As mentioned above, it was identified that M.SssI methylase does not always modify the C-5 position of the CpG sequence. When M.SssI methylase was first isolated and its specificity was characterized, methylation on the Spiroplasma sp. strain DNA, E. coli chromosome, and ϕX174 RF was carried out and no unmethylated cytosines in CpG sites were found [30, 31]. In these studies, characterization of enzymatic activity was carried out on circular DNA. In contrast, linear DNA was used for examination in the present study. Circular DNA strands can provide a scaffold for stably interacting with M.SssI, but end regions of the linear double-stranded DNA cannot interact with the methylase securely. Therefore, a few cystosine residues positioned closely to the 5′ or 3′ ends remained unmethylated.

Conclusions

We have established a rapid and unambiguous characterization method to analyze the methylation levels of < 400 bp DNA sequences using nano-ESI-TOFMS in combination with a single-step digestion with restriction nucleases. Although no chromatographic separation of DNA fragments was performed, multiply charged ions of the digested DNA fragments were observed in a single mass spectrum.

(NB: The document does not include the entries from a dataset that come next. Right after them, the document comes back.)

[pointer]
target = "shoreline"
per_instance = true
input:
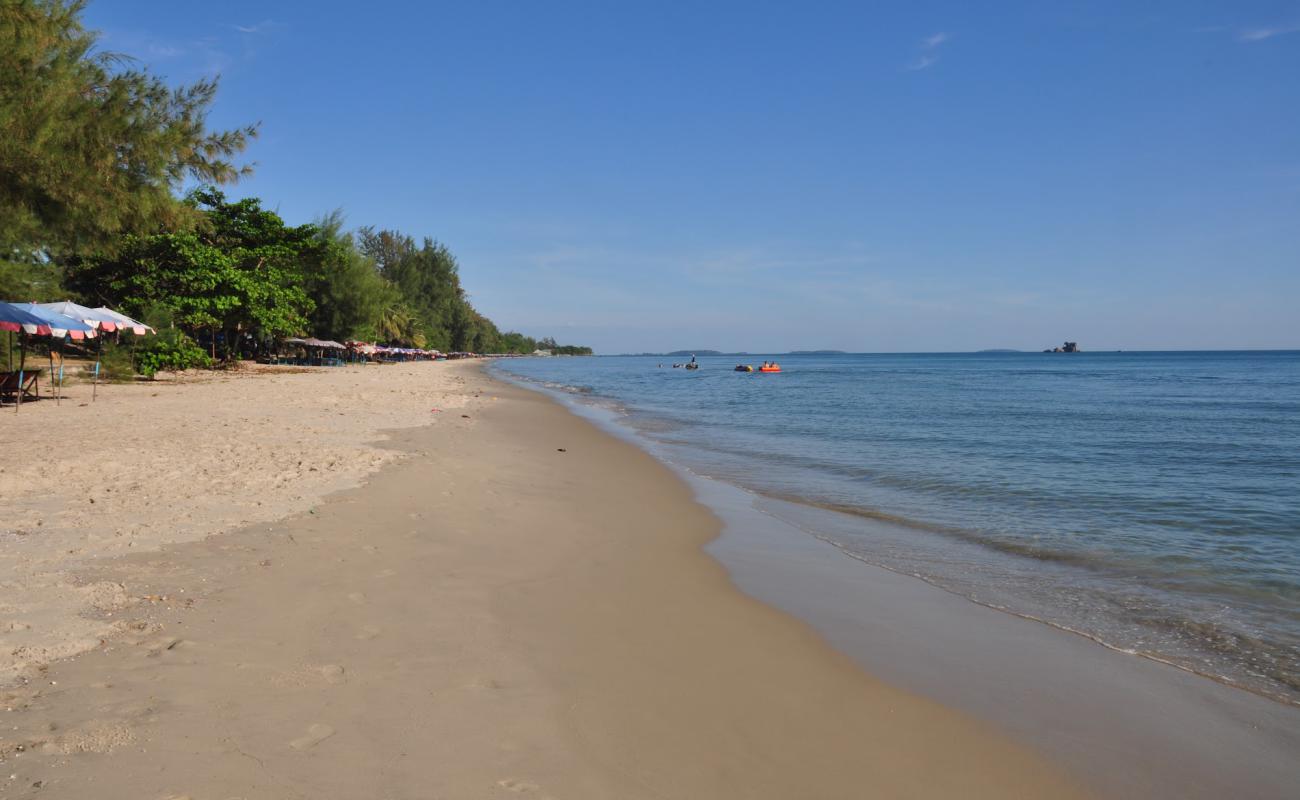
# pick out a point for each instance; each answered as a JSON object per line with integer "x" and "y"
{"x": 520, "y": 605}
{"x": 1201, "y": 738}
{"x": 1213, "y": 631}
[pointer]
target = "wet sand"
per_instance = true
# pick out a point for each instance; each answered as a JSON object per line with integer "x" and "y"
{"x": 518, "y": 606}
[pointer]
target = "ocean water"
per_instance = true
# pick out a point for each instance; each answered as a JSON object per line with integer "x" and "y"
{"x": 1149, "y": 501}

This was achieved by optimization of the sample preparation procedure of the DNA fragments for nano-ESI-MS, which enabled the analysis of DNA fragments with a relatively small amount of sample (few picomoles). In the structural biology studies, a mg level of the sample is generally prepared, but a small sample consumption for verification of the methylation levels is favorable to keep as much of the methylated DNA as possible for preparation of protein-methylated DNA complexes, such as mono- and diNCP. It should also be noted that this method, without MS/MS, does not enable explicit identification of the methylated sites, but it is quite advantageous for rapidly and definitively identifying the in vitro methylation levels of DNA fragments designed for structural biology studies.

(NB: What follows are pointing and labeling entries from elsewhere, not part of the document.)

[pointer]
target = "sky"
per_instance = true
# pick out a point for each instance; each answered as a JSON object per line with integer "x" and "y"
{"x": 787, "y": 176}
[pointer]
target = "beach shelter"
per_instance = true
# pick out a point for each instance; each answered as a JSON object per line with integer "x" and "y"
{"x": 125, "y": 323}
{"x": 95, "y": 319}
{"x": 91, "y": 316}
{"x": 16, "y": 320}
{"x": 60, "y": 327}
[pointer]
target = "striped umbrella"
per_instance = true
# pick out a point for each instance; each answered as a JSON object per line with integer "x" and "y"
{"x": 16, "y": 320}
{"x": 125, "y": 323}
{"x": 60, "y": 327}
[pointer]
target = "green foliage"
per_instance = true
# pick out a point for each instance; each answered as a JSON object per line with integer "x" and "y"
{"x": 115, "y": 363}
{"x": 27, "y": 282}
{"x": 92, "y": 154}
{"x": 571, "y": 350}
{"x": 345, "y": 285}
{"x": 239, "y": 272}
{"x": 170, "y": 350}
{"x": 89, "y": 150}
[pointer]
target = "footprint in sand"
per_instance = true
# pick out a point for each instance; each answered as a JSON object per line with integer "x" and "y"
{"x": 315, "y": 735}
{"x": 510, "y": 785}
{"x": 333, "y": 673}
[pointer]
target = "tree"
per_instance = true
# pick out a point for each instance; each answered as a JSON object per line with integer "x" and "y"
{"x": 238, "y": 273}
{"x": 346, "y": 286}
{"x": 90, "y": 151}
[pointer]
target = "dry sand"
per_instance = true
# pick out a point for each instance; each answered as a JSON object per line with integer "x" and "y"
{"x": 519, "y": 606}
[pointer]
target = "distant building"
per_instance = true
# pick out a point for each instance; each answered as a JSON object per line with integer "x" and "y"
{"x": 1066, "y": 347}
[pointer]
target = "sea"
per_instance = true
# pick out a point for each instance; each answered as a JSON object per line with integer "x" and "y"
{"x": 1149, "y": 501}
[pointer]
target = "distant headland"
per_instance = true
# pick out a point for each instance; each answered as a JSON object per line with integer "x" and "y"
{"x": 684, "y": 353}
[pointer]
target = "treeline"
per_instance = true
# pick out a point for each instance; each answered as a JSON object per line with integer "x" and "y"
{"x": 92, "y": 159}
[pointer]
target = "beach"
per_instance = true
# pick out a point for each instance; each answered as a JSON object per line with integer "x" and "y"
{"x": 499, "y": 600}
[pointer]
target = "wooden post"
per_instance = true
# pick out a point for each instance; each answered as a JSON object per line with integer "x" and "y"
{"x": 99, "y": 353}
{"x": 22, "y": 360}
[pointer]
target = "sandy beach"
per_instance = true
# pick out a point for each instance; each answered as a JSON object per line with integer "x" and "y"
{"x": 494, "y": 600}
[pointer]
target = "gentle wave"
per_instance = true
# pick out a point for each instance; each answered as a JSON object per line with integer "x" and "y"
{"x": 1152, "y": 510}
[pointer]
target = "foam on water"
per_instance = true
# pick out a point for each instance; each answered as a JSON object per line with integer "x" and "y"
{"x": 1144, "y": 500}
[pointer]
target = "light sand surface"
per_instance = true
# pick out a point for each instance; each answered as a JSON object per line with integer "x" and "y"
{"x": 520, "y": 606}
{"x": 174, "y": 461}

Since mutation of the DNA sequence is not required by this method to match the specificity of restriction nucleases [21, 22], DNA with a variety of sequences can be subjected to reconstitution of protein-methylated DNA complexes for structural studies at the atomic level. In view of the fact that chromatin is composed of nucleosomes connected with linker DNA, repeats of a particular DNA sequence such as Widom 601 DNA are generally used for the in vitro preparation of nucleosomes subjected to structural biology study. Consequently, it would be possible to apply this method to confirm the methylation levels of longer DNA fragments designed for reconstitution of multiple NCP such as those with multiple DNA linkers (e.g., tri- and tetra-linked, and so forth). It would be advisable to use mass spectrometers with higher mass resolution, such as Orbitrap or FT-ICR-MS, but it is expected that TOF-MS can provide sufficient information on the methylation degree even for longer DNA fragments. Considering all, this sequence-independent method may contribute to structural biology studies for the elucidation of the structural basis of epigenetic control mechanisms by DNA methylation.

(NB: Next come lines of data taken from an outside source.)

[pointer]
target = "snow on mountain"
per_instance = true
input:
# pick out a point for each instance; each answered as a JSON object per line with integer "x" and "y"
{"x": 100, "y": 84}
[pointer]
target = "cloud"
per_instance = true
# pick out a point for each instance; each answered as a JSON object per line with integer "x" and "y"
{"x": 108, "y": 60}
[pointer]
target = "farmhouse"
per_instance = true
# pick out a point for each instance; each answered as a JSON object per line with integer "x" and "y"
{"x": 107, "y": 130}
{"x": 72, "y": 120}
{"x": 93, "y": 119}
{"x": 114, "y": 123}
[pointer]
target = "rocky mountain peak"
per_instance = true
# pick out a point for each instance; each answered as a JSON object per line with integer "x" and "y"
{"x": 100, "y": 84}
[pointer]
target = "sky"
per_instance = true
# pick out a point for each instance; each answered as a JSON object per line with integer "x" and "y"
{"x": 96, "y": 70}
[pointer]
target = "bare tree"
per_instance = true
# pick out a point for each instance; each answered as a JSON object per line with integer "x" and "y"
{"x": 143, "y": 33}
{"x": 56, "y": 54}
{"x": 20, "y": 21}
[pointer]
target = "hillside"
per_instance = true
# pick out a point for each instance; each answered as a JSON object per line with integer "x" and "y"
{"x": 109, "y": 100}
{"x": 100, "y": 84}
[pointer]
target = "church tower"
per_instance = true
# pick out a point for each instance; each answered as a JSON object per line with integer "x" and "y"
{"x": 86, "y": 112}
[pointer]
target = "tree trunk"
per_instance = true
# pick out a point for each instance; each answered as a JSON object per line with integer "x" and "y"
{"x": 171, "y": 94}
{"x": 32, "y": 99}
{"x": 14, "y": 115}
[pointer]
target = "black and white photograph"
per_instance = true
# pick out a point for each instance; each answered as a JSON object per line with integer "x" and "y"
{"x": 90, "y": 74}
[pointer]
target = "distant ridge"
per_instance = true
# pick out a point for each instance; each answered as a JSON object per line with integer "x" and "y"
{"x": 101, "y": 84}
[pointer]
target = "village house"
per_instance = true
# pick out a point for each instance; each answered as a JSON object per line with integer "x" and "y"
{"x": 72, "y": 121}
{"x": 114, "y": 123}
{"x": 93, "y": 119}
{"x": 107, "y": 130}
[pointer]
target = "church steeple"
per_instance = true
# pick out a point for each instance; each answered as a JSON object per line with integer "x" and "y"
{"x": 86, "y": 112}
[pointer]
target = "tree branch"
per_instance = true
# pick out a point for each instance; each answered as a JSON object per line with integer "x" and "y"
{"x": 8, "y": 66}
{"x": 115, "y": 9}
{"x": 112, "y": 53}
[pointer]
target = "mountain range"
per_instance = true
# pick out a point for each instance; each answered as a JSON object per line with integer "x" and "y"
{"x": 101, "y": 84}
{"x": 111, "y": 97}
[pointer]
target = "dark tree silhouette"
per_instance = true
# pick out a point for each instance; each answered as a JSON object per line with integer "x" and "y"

The present study demonstrated for the first time that M.SssI methylase does not modify the C-5 position of the CpG sequence that is located close to the ends of linear DNA fragments, although it has long been believed to completely and exclusively modify the cytosine residues in CpG sequences [30, 31]. This could be achieved by accurate determination of the numbers of methylated cytosine residues in the CpG sequences utilizing nano-ESI-TOF-MS with optimized sample preparation procedures.